Why disrespect the data? Why deny the obvious? Political motives. It can be nothing else. For if the goal was a genuine concern for the overall state of the economy, they would immediately recognise that inflation is the result of supply issues related to the pandemic and war, along with corporate price gouging and financial sector shenanigans, immediately aiming their policies towards suppressing greed and alleviating the problems associated with it, instead of pursuing measures that address a non-existent problem: Inflation resulting from full employment, high wages, and too much spending.

So then, what are the political motives for throwing millions of people into unemployment to fight “inflation”? This is where Kalecki provides people with the simple answer they are missing:

“…the maintenance of full employment would cause social and political changes which would give a new impetus to the opposition of the business leaders. Indeed, under a regime of permanent full employment ‘the sack’ would cease to play its role as a disciplinary measure. The social position of the boss would be undermined and the self assurance and class consciousness of the working class would grow.”
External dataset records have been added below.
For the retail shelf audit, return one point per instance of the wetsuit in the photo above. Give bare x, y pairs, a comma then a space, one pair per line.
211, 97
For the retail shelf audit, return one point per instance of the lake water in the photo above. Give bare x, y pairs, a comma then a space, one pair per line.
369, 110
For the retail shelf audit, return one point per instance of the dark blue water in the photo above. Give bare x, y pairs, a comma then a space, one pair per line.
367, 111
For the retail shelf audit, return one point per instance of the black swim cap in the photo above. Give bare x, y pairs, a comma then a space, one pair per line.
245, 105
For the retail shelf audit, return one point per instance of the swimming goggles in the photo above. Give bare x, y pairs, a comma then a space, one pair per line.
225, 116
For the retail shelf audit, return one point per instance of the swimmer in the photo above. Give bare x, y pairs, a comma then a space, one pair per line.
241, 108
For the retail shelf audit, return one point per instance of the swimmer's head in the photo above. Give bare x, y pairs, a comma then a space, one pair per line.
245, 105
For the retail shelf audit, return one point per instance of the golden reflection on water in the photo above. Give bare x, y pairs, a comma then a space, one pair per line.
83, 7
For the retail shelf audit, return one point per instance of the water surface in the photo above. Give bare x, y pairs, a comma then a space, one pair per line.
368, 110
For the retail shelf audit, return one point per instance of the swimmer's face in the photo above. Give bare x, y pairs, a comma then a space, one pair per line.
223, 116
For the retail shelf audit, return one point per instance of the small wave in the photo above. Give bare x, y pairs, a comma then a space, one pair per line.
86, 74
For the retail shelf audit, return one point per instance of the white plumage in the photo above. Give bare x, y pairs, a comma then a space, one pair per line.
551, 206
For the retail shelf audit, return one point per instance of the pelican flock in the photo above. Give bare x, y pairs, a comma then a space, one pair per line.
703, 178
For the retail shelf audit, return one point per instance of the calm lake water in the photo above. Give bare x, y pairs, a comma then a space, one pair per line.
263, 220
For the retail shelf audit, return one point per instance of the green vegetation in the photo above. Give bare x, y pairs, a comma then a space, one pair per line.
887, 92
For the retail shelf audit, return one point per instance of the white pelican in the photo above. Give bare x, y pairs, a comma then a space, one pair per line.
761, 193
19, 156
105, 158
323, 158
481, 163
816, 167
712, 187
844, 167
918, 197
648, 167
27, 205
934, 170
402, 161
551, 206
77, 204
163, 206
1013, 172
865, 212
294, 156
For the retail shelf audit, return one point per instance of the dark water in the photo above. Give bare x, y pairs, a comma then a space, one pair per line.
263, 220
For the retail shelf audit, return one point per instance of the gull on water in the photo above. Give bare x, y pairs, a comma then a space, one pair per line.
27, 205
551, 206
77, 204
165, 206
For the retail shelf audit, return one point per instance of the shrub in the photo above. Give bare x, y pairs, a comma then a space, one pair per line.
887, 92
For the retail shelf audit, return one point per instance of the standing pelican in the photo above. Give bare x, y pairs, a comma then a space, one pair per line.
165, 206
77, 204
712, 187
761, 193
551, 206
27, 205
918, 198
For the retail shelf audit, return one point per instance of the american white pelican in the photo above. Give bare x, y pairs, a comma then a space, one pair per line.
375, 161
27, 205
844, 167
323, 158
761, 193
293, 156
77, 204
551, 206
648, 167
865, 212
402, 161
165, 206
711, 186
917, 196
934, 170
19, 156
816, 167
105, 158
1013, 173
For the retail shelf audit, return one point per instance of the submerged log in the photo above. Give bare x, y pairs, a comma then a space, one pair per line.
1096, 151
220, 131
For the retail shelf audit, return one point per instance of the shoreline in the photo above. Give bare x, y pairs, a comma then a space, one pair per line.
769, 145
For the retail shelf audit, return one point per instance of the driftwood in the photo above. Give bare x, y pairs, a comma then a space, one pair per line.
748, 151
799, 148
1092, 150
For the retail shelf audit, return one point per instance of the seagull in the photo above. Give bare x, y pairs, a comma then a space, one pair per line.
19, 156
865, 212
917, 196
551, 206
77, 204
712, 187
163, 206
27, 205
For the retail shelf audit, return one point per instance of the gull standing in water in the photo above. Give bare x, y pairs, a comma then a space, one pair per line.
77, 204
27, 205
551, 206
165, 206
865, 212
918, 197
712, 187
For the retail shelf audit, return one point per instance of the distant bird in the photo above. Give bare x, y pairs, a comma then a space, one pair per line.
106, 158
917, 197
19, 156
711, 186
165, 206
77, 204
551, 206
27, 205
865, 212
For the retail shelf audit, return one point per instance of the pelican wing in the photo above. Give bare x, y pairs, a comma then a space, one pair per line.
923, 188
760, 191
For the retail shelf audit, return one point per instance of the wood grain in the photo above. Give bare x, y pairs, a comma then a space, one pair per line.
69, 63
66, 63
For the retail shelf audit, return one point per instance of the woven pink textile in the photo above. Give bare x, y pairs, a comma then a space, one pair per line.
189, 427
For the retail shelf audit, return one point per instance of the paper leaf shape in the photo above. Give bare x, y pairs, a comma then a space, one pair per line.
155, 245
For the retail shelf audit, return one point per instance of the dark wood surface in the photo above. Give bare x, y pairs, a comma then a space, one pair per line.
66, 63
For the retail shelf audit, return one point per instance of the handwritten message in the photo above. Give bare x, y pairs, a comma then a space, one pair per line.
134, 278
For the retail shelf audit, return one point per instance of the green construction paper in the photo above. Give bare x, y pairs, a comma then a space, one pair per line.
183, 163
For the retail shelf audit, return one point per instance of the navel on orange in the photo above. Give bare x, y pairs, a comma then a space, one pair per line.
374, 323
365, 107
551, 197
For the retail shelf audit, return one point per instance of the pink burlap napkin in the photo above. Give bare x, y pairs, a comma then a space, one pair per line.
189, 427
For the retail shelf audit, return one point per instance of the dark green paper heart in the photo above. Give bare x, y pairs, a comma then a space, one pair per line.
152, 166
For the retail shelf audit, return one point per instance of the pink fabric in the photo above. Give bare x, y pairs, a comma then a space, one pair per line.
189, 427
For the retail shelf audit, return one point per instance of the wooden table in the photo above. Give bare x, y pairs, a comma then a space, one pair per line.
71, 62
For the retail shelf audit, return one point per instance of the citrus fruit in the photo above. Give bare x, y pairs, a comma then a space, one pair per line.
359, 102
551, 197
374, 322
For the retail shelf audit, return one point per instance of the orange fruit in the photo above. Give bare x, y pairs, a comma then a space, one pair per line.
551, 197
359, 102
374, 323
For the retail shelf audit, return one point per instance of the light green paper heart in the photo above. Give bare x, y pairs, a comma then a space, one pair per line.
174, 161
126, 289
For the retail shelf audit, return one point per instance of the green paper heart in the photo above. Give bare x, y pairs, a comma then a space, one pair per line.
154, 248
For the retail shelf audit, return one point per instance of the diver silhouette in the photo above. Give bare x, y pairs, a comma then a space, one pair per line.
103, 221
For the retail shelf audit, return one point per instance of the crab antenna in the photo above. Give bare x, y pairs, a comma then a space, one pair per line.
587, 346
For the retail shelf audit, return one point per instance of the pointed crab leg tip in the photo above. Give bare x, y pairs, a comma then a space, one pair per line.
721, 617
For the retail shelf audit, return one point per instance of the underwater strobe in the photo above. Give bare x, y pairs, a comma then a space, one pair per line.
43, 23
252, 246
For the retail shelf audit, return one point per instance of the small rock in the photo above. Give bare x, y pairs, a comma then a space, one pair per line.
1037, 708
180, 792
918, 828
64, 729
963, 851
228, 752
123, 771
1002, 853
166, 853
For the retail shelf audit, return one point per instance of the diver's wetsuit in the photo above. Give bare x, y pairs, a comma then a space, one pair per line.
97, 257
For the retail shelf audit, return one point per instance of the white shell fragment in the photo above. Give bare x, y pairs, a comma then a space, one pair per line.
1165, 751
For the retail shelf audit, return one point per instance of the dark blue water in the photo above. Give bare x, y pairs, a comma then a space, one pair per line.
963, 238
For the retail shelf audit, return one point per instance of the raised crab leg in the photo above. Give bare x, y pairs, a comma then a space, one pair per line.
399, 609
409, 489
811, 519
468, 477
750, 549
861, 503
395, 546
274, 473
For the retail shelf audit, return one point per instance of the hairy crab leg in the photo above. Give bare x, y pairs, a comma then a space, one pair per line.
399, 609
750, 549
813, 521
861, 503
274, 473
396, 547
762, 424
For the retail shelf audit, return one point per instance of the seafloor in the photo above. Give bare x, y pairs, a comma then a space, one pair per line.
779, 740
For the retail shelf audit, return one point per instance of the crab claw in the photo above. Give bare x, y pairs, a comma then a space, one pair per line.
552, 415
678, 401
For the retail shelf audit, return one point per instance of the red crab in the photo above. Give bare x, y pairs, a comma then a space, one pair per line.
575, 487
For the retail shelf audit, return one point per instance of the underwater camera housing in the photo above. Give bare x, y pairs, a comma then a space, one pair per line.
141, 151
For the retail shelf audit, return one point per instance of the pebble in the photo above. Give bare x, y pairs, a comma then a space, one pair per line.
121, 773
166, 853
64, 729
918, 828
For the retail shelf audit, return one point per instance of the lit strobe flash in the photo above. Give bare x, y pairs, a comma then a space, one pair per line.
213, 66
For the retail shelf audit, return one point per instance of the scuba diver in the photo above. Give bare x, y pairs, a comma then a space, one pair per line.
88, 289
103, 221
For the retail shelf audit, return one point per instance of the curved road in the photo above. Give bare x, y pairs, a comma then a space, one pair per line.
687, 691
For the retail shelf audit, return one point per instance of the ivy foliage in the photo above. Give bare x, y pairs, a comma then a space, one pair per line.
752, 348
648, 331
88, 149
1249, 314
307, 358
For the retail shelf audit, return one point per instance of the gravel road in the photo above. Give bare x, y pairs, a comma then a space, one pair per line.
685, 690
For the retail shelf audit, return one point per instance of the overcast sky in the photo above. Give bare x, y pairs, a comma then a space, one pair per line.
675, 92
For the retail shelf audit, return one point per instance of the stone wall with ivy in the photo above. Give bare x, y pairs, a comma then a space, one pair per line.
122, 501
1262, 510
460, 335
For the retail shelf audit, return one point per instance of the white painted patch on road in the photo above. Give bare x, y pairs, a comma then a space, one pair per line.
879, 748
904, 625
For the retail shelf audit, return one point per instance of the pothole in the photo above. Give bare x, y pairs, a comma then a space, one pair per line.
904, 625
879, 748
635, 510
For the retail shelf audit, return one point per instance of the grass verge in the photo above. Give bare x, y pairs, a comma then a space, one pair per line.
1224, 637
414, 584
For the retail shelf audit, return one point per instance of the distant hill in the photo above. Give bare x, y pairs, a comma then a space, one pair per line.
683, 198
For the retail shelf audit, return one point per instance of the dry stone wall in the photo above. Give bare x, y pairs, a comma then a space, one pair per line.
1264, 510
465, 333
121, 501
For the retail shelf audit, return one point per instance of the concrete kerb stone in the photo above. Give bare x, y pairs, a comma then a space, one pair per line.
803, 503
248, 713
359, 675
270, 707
So, it’s not exclusively about controlling inflation? It’s not just about huge profits? No. It’s about privilege and status as well, and even more so than profits. The following insight of Kalecki is relevant to current events:

“The mainstream belief among modern capitalists is that too many people working means a tighter employment market, making it harder for employers to fire and replace workers, meaning labour has more bargaining power, which in turn means that the business leader loses control over his workers, over his exalted social status, and in the end, he loses control over the nation’s political and economic narrative.”

Kalecki goes on to make this point absolutely clear: “It is true that profits would be higher under a regime of full employment than they are on the average under laisser-faire; and even the rise in wage rates resulting from the stronger bargaining power of the workers is less likely to reduce profits than to increase prices, and thus affects adversely only the rentier interests. But ‘discipline in the factories’ and ‘political stability’ are more appreciated by the business leaders than profits. Their class instinct tells them that lasting full employment is unsound from their point of view and that unemployment is an integral part of the ‘normal’ capitalist system.”